Las circunstancias políticas y sociales, y el desarrollo tecnológico, estimularon la producción de productos italianos en Estados Unidos, en perjuicio de las importaciones. Como menciona Cinotto “precio y calidad se dieran de la mano sin perder de vista el elemento identitario”. Alimentos que habían sido originalmente producidos por italoamericanos -el caso más emblemático es la pasta, comercializada en Brooklyn, Nueva York, desde 1848- pasaron a ser comunes en todos los establecimientos comerciales. Contaban con la identificación con Italia, pero la garantía de sanidad que aseguraba la tecnología utilizada en Estados Unidos.



La inmigración de personas de Sudamérica, el Caribe o Puerto Rico, y la llegada de población afroamericana a las ciudades propició una movilidad social de la población italoamericana. La identidad consiste no solamente en identificar lo que uno es, sino en contrastar con lo que no se es. Ante la llegada de nuevos inmigrantes de pieles más oscuras, los italianos pasaron a ser considerados blancos, y con ello su comida también fue entendida como blanca, como parte de la “normalidad” de la raza dominante, más allá de su etnicidad italiana. Tras la Segunda Guerra mundial el desarrollo del embalaje y las latas de conservas ayudó a la producción y distribución masiva, con unos precios mejores que sus competidores italianos, y dio entrada a grandes grupos no italianos, como por ejemplo Campbell. Algunos productos tuvieron entonces su camino de vuelta hacia el continente europeo, filtrados por su americanidad. La pizza y la pasta, alimentos regionales del sur italiano en el siglo XIX, considerados originalmente sustento de los contadini, campesinos pobres, se popularizaron gracias a su éxito en Nueva York y pasaron a ser conocidos internacionalmente como iconos de la cocina italiana.
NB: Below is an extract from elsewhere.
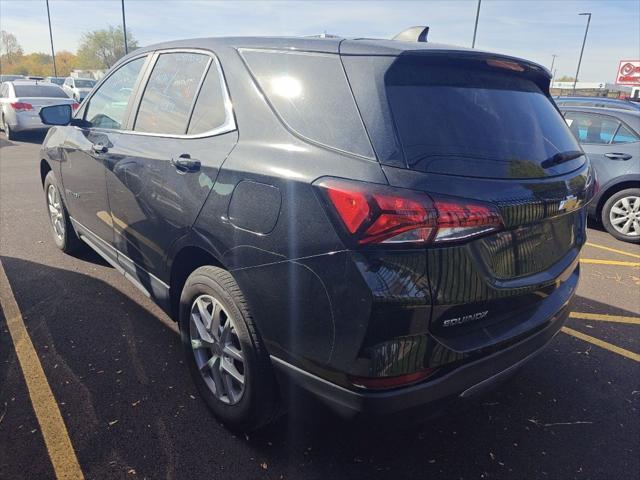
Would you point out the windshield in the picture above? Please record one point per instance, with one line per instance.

Mediante la apropiación cultural, la cocina italoamericana pasó a ser considerada simplemente como cocina italiana. Muchos de los miembros de las generaciones posteriores que contaban con un nivel económico confortable abandonaron los Little Italy para integrarse en suburbios de economías acomodadas, mezcladas con miembros de otras nacionalidades de origen, con el elemento común de pertenecer a la raza que en Estados Unidos se denomina caucasiana -blanco de origen europeo. Platos como fettuccine Alfredo, macaroni and cheese, espaguetis con albóndigas y salsa roja, pollo marsala o ternera parmesana fueron creaciones en tierra estadounidense consideradas auténtica cocina italiana. Postres como el “lobster tail” de crema, el tiramisú veneciano o los cannoli sicilianos tienen una dimensión que, aun conectada con la identidad italiana, está integrada en el universo gastronómico popular.
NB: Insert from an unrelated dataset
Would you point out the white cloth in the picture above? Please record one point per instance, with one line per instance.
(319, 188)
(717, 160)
El éxito de la cocina italiana en Estados Unidos es una metonimia de lo que ha sucedido a nivel mundial. La estandarización de productos y menús sirvió para satisfacer las necesidades de los inmigrantes italianos y al mismo tiempo del consumidor estadounidense. Es la sensación de autenticidad unida a la seguridad de la consistencia, de saber lo que se espera, sin sorpresas. Es una consecuencia final de la diáspora migratoria que ha estandarizado a nivel mundial una forma de cocina que se identifica como gastronomía italiana.